Prior to the vote, Assembly member Jeremy Bynum expressed several concerns, including that the rezone doesn’t require the landowner to build on the site at all, and there is no deadline for completion of the project. He asked the assembly to delay the vote, but his motion failed for lack of a second.
The rezone request passed 4-1 with Bynum voting against. Assembly members Judith McQuerry and Sven Westergard were absent from Tuesday’s meeting.
The assembly also approved a $673,000 budget amendment to raise borough staff salaries and a resolution identifying and prioritizing a list of borough capital project requests for state funding.
During his comments at the end of the meeting, Borough Mayor Rodney Dial said he would not be attending Southeast Conference in person because attendees are expected to be vaccinated against COVID-19 and tested. Dial says he thinks anyone who wants to be vaccinated should be free to do so, but he says he’s concerned that vaccine requirements infringe on fundamental freedoms.

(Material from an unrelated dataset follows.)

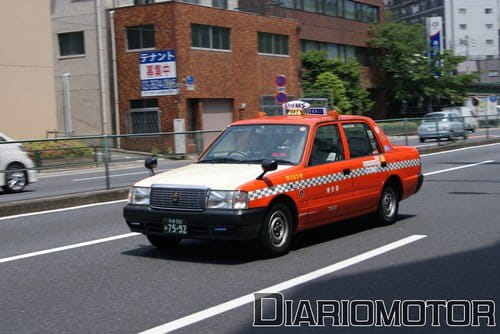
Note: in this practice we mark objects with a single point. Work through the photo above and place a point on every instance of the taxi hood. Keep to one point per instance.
(213, 176)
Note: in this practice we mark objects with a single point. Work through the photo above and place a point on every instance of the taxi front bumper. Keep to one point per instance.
(208, 224)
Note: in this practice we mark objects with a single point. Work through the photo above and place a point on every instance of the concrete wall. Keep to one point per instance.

“So what I’m worried about is that we are seeing increasing businesses that are requiring vaccine passports. I believe that soon we’ll be told that a paper card is not sufficient because it can be lost, it can be subject to fraud. I think those are going to turn into a request for electronic documentation. And then of course if you’re using electronic documentation to verify your COVID status when you enter a restaurant or store you’re also agreeing to be tracked.”
He compared the pandemic to historical crises that led to what he called “permanent reductions of our liberty” — like the internment of Japanese Americans during World War II and the expansion of government surveillance under the Patriot Act after 9/11.
Dial says he will attend Southeast Conference virtually. The annual meeting of the regional economic development organization starts September 14 in Haines.